Peripheral arterial disease (PAD) affects around 8–12 million people in the US.[1] The strong association with ageing, tobacco smoking, and diabetes means that the prevalence of PAD will continue to increase in the coming years. Although 20–50% of patients with PAD are asymptomatic, they are still at significant risk of adverse outcomes due to the co-prevalence of coronary, renovascular and cerebrovascular diseases. Five-year mortality approaches 30% in the population and five-year lower extremity amputation risk is 2–5 % or higher in particular patient subsets, such as those with diabetes or who are smokers.2 Most of the PAD lesions are located in the femoropopliteal arteries.
The Eluvia drug-eluting vascular stent system is a self-expanding metal (nitinol) stent intended to treat PAD. It was developed by Boston Scientific as the counterpart of Zilver PTX from Cook Medical for femoropopliteal lesions treatment. The Eluvia stent first obtained the CE Mark approval in February 2016, which allowed the company to distribute the product in the European market. To seek approval in the US market, the company submitted a pre-market approval (PMA) and obtained FDA approval for the Eluvia stent system in September 2018.[2]
The CE Mark approval was primarily based on data from the MAJESTIC trial, a head-to-head study comparing the clinical performance of Eluvia and Zilver PTX in femoropopliteal lesions. This prospective, single arm, multicenter trial assessed the safety and performance of the Eluvia stent system and reflected a primary patency rate of more than 96% (57 patients were involved). Although MAJESTIC was considered as a small trial, it showed the highest patency rate reported among prior drug-eluting system (DES) trials.[3]
To generate the clinical data in support of the PMA for the FDA submission, a global, prospective, multicenter IMPERIAL clinical trial was initiated in early 2016. The study compared the safety and effectiveness of the Eluvia DES versus Zilver PTX for the superficial femoral or proximal popliteal artery lesions up to 140mm in length. It randomised 309 patients with occlusive lesions of the superficial femoral or proximal popliteal arteries to the polymer-coated, paclitaxel-eluting Eluvia stent and 156 to paclitaxel-eluting Zilver PTX, which is the only drugreleasing stent approved in the US for the indication.[4]

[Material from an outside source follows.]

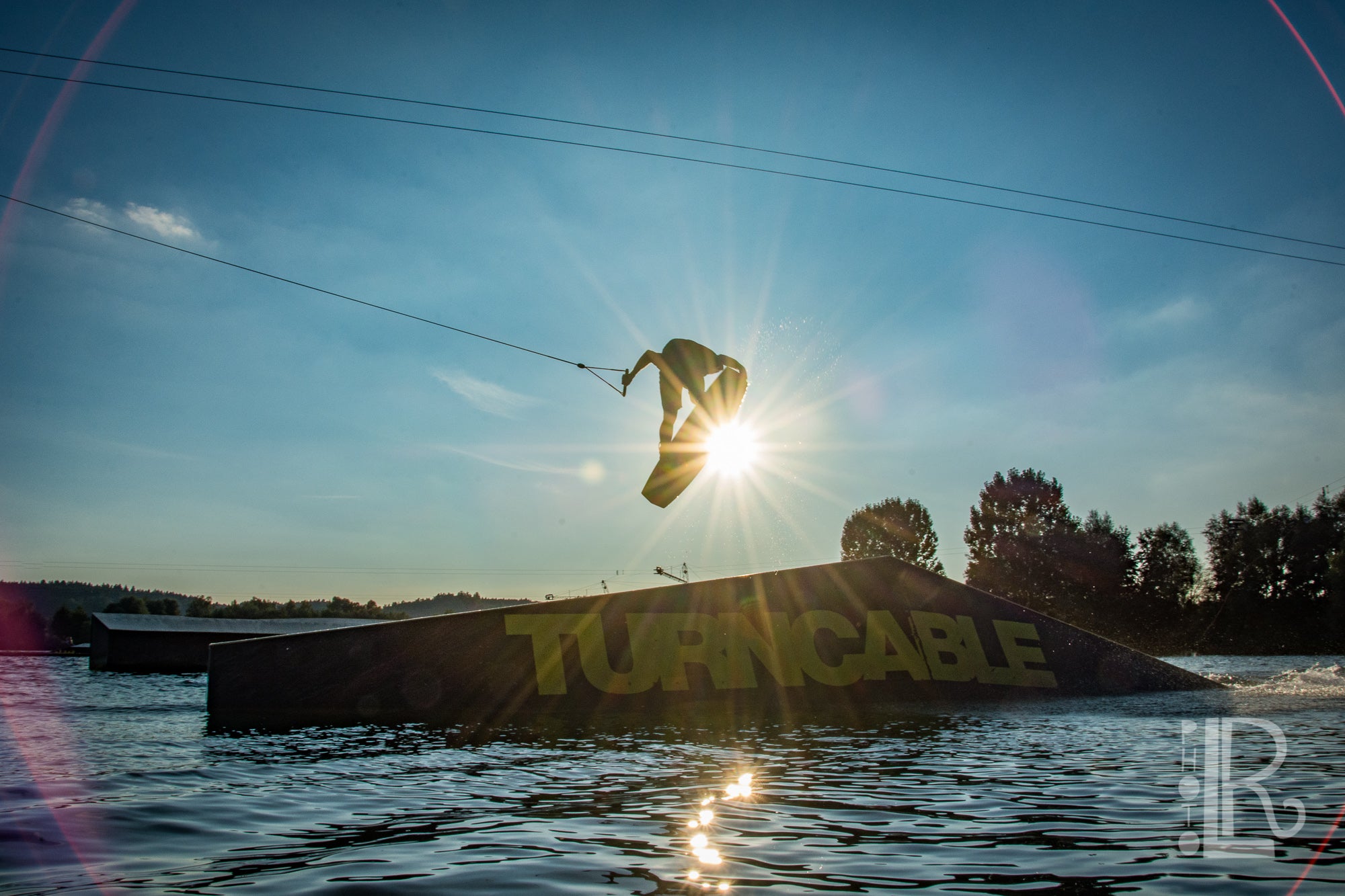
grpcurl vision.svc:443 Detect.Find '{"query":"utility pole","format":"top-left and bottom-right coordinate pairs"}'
top-left (654, 564), bottom-right (687, 585)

There are several factors that influence the length of time it takes for a medical device to reach its end user in a specific jurisdiction. Companies that manufacture medical devices frequently face a challenging decision whether they should try to bring their products to the European or US market first. From a timeline perspective, there used to be a delay in launching new medical devices in the US compared with Europe. This was partly due to the fact that, before the new medical device regulation in Europe, the European regulatory process used to be less bureaucratic and more predictable than the one in the US.
For a class III device such as the Eluvia drug-eluting vascular stent system, the timeline for obtaining a CE Mark was typically much shorter than the one for obtaining FDA approval of a PMA. A comparative study concerning FDA approvals versus European CE mark (from 2000 to 2011) for the innovative and potentially risky medical technologies suggested that the same devices have been approved and made available to patients in Europe three or more years before devices are approved in the US. [5] ,[6]These data, although interesting from a historical perspective, are not necessarily relevant anymore. With the new medical device regulation in Europe coming into force in 2020, things will probably change dramatically. New research will need to be conducted to compare the typical timelines needed to receive FDA approvals versus CE mark.
[1] National Institutes of Health. Smoking linked to higher risk of peripheral artery disease in AfricanAmericans. Available at: https://www.nih.gov/ news-events/news-releases/smoking-linkedhigher-risk-peripheral-artery-disease-africanamericans (accessed 12 February 2019).
[2] US FDA. Eluvia drug-eluting vascular stent system – P180011. Available at: https://www.fda.gov/MedicalDevices/ ProductsandMedicalProcedures/ DeviceApprovalsandClearances/RecentlyApprovedDevices/ucm621897.htm (accessed 12 February 2019).
[3] S Müller-Hülsbeck, K Keirse, T Zeller, et al. ‘Long-term results from the MAJESTIC trial of the ELUVIA paclitaxel-eluting stent for femoropopliteal treatment: 3-year follow-up’. Cardiovasc Intervent Radiol 2017;40:1832–1838.
[4] S Muller-Hulsbeck. Drug-eluting stents — new developments and established data. Presented at CIRSE;2016. Barcelona, Spain. 10–14 September 2016.
[5] TJ Hwang, E Sokolov, JM Franklin, AS Kesselheim. ‘Comparison of rates of safety issues and reporting of trial outcomes for medical devices approved in the European Union and the United States: Cohort study’. British Medical Journal 2016;353:i3323.
[6] DB Kramer, S Xu, AS Kesselheim. ‘Regulation of medical devices in the United States and European Union’. The New England Journal of Medicine 2012;366:848–855.